Кузнец прикурил, пустил густую струю дыма в открытое окно, помолчал.
— Разве товарищ Ленин для того затевал революцию, чтобы стать самому правителем в России и длинные рубли за это получать? Он же был не из бедного классу. Отец его директором по училищам был, в дворянство их произвели. Ленину с его головой, с его наукой и в старое время министром быть! А захотел бы — капиталами ворочал бы, заводами управлял, а там, гляди, и себе завод построил, не хуже того Форда, и на это хватило бы у него ума. И жил бы припеваючи, в шампанском бы купался, на золоте ел. Нет, отказался от всего! Пошел по ссылкам, по тюрьмам. За народ! Не для себя лично добивался он улучшения жизни, а для народа! И когда уже при советской власти стал он главой правительства, и тут для себя копейки лишней не брал от государства. Читал мне Филипп Касьяныч, как Ленин кому-то там в Совнаркоме выговор строгий объявил за то, что жалованья ему прибавили на триста рублей, не спросясь его самого. Вот какой был Ленин! Вот для чего он партию создал и сам в нее вступил — для народа!.. Теперь расскажу про Трапезникова. Егор Фомич старше меня на десять лет. Происхождения он самого что ни есть беднейшего. Земли у них было до революции полдесятины, а нахлебников — человек девять. В гражданскую войну он и в Красной Армии был. Я, конечно, не участвовал, мне в революцию было восемь лет. Но рассказывали мне про него наши мужики, которые с ним служили. Зайдет у них там на фронте, бывало, разговор об этой самой революции, из-за чего идет война белых с красными и какая жизнь будет после войны, Егор и говорит: «А вот так и будем жить — поменяемся местами. Мы будем жить, как помещики, а они — как мы жили. Сказано ведь, что революция — это есть переворот!» Вот о чем ему, значит, мечталось — местами поменяться! Товарищи ему станут доказывать: «Это ты политически неверно говоришь. На заводе капиталист один, а рабочих тыщи. Помещиков в губернии, может, сотня, а бедняков миллионы. Местов ихних для нас не хватит, ежели поменяться». Егор: «На всех не хватит, ну, а я себе местечко как-нибудь захвачу».

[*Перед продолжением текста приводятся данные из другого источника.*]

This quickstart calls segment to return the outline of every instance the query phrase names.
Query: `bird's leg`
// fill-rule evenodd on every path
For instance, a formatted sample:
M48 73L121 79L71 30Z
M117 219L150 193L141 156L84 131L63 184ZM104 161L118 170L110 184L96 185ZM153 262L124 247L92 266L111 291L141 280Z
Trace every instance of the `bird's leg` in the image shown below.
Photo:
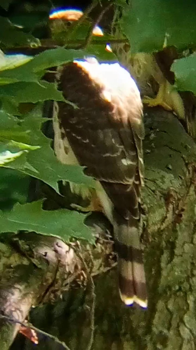
M165 79L165 82L159 86L158 93L154 98L144 96L142 102L144 104L147 104L149 107L156 107L157 106L162 106L164 109L167 111L171 111L172 107L168 103L168 97L170 93L170 85L169 83Z

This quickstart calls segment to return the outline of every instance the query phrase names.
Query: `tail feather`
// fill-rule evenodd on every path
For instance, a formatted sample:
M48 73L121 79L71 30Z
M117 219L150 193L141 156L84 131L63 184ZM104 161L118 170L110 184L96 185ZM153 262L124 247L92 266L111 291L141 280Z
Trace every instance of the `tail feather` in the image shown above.
M130 219L127 224L118 225L114 227L120 294L127 305L136 303L146 308L148 301L142 252L138 229L135 225L133 226L133 222Z

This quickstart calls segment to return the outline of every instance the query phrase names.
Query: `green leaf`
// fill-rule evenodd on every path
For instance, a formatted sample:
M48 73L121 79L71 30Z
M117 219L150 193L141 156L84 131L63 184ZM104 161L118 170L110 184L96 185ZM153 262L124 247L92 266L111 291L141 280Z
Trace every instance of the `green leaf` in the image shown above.
M121 28L131 51L150 52L164 45L178 48L196 44L196 1L132 0L123 7Z
M171 70L175 75L175 83L178 90L191 91L196 94L196 54L176 59Z
M0 210L10 209L17 202L27 202L30 178L12 169L0 168Z
M10 211L0 211L1 232L33 231L57 236L67 241L72 237L94 241L91 230L83 223L86 215L65 209L44 210L41 201L17 203Z
M42 180L58 193L57 183L61 180L94 187L95 180L84 175L82 167L79 165L66 165L58 160L50 147L51 140L45 136L41 131L41 125L45 120L41 116L40 108L35 108L21 121L20 129L13 128L14 117L10 118L7 125L8 127L10 126L10 133L15 130L17 132L20 130L23 133L24 132L24 134L22 134L23 142L28 140L29 144L39 146L40 148L33 150L33 152L25 152L20 154L19 158L5 166ZM21 140L22 137L21 134ZM33 156L31 154L34 152Z
M10 4L13 2L13 0L1 0L0 6L7 11Z
M5 55L0 50L0 71L11 69L24 64L32 59L31 56L26 55Z
M65 102L62 92L56 89L54 83L42 81L19 82L1 87L0 98L22 102L36 102L47 100L54 100Z
M0 17L0 28L2 28L0 30L0 42L6 46L28 45L36 47L40 45L38 39L23 33L4 17Z
M0 166L6 165L39 146L24 143L30 139L30 130L18 125L18 121L12 115L0 111Z
M19 81L37 82L44 75L47 68L60 65L77 58L83 59L89 55L96 55L98 58L104 61L117 59L115 55L113 53L107 51L105 45L103 44L92 44L90 45L85 51L66 50L63 48L46 50L36 55L32 59L31 56L24 55L5 55L4 61L7 59L7 57L9 57L9 64L10 64L10 57L12 58L13 64L16 64L17 62L19 64L20 59L21 60L21 64L22 64L23 60L28 60L29 61L23 64L22 66L14 69L6 69L0 71L0 84L7 84Z

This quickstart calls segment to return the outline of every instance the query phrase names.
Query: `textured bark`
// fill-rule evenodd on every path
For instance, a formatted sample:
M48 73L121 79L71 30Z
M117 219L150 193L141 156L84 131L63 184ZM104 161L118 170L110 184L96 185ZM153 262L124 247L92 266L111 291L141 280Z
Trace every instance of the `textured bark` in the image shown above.
M92 335L93 350L195 348L196 147L172 113L150 109L144 119L142 238L149 307L144 311L123 304L114 268L95 279L93 330L90 284L85 290L65 293L53 306L33 310L33 324L64 340L71 350L89 350ZM42 335L39 341L38 349L61 348ZM21 349L33 346L24 340L12 349L19 344Z

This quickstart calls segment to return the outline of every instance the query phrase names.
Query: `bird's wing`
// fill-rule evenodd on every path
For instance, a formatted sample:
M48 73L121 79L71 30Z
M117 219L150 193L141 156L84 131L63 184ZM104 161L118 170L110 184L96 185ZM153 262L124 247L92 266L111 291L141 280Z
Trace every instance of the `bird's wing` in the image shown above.
M86 167L86 173L99 180L112 207L112 219L109 219L116 232L120 260L122 265L126 264L125 267L120 264L122 277L127 280L124 291L122 280L121 285L120 280L122 299L127 303L136 301L141 304L143 302L143 306L146 299L145 276L140 267L139 281L133 281L136 278L132 266L131 238L134 226L137 238L134 239L133 256L137 252L140 256L137 226L143 182L144 130L139 92L129 73L118 63L99 64L93 59L75 62L63 65L58 77L59 89L78 107L74 109L59 103L60 128L78 162ZM126 253L124 264L122 248L127 244L129 252ZM140 266L143 266L140 258L139 260ZM127 267L128 262L130 266ZM141 288L141 295L136 295Z

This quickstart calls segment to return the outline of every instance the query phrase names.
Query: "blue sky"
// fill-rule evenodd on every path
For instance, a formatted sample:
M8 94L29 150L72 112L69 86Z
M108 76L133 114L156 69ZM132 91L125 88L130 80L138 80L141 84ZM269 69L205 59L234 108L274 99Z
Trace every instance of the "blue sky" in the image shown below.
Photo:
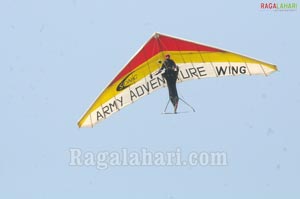
M1 1L1 198L299 198L299 9L262 11L260 3ZM153 32L274 63L279 72L178 85L196 113L161 115L162 89L78 129ZM177 147L224 151L228 165L69 166L70 148Z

Пришли мужики с гражданской, поделили землю. Получил Егор свой пай, кредит взял в банке на лошадь — вцепился в хозяйство зубами и когтями! Работал как чумовой, день и ночь, ни воскресенья, ни праздников не признавал, аж когда лошадь уже ног не тянет, тогда и себе даст немного отдыху. Еще тогда звали его в селе коммунистом, но, может, только за то, что в бога не верил, на пасху пахал. Года два-три подвезло ему с урожаем — купил вторую лошадь. Потом стал приарендовывать землю у тех бедняков, что сами не могли ее обработать без тягла. Пошел наш Егор Фомич в гору! Дом построил новый, скота завел порядком. Третью лошадь купил, еще больше стал сеять, поденщиков брал на косовицу. Но постоянных батраков не держал, остерегался все же, чтоб сельсовет его не подвел под классовый элемент. В лишенцах ходить — радости мало.

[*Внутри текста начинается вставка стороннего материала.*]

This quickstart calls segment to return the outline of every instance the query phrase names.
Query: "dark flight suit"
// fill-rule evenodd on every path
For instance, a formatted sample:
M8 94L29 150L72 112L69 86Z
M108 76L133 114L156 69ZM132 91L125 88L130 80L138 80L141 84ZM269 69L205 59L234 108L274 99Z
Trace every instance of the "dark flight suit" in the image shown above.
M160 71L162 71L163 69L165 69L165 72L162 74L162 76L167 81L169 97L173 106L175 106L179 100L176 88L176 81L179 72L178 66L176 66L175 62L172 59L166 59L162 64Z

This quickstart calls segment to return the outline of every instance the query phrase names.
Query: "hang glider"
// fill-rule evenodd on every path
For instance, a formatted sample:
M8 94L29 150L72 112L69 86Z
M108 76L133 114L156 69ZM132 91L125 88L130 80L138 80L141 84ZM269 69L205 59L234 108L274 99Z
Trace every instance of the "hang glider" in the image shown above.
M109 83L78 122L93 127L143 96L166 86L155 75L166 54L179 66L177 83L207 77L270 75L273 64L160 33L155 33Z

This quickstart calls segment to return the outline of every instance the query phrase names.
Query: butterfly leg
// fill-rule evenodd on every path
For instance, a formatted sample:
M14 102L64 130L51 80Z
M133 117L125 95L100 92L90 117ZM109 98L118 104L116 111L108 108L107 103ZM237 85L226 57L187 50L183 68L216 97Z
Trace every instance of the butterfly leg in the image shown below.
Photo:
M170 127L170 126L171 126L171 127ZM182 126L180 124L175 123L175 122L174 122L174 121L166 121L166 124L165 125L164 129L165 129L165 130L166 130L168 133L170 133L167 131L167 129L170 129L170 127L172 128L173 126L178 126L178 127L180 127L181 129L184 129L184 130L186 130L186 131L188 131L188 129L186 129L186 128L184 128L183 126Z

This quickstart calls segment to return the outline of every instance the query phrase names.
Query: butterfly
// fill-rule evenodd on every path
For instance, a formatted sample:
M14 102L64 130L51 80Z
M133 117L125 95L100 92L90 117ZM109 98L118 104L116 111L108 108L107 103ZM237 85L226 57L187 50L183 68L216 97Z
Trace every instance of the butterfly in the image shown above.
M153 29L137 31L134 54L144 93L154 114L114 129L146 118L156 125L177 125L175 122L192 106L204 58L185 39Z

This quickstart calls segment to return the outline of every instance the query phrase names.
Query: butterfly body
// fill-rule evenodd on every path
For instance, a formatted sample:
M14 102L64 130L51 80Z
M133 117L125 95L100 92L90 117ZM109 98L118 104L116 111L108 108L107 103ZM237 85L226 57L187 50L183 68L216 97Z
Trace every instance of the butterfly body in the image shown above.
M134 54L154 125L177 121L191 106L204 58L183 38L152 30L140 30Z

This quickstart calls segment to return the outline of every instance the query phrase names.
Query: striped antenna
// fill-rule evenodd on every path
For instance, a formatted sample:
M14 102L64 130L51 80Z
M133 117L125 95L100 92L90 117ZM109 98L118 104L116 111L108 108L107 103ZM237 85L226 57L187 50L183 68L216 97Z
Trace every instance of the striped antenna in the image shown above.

Вот так и жил до самой коллективизации. Конечно, в те времена он о партии и не думал. Вступать в партию? Зачем, для чего? От работы только будут отрывать на собрания, да членские взносы еще платить. Вся душа его ушла в хозяйство. Потом стал у нас в селе колхоз. Ну, некуда деваться — и Трапезников вступил. Первые годы работал рядовым. Но уже не было у него того рвения, что раньше, когда единолично землю пахал. Смотришь на него, как он вполсилы мешок с семенами берет, — раньше, бывало, сам поднимал, присядет, крякнет только — и мешок на плече, а теперь обязательно зовет кого-нибудь, чтоб подали, — не тот стал Егор Фомич! Нету той хватки, того жару! И вот тут он, должно быть, и стал размышлять насчет дальнейшей жизни. Раз уж повернуло, мол, на колхозы, единоличному хозяйству крест, то нет теперь никакого расчету в навозе копаться. Надо как-то приспосабливаться и себе какой ни есть портфель добывать. Слышим, подал наш Егор Фомич в партию. И как вступил в партию, тут уж он больше за плугом не ходил. То весовщиком, то кладовщиком, то объездчиком. По начальству, в общем, пошел. Вот что привело Трапезникова в партию. Мы-то знаем его натуру. Хоть и из батраков, но душа у него кулацкая.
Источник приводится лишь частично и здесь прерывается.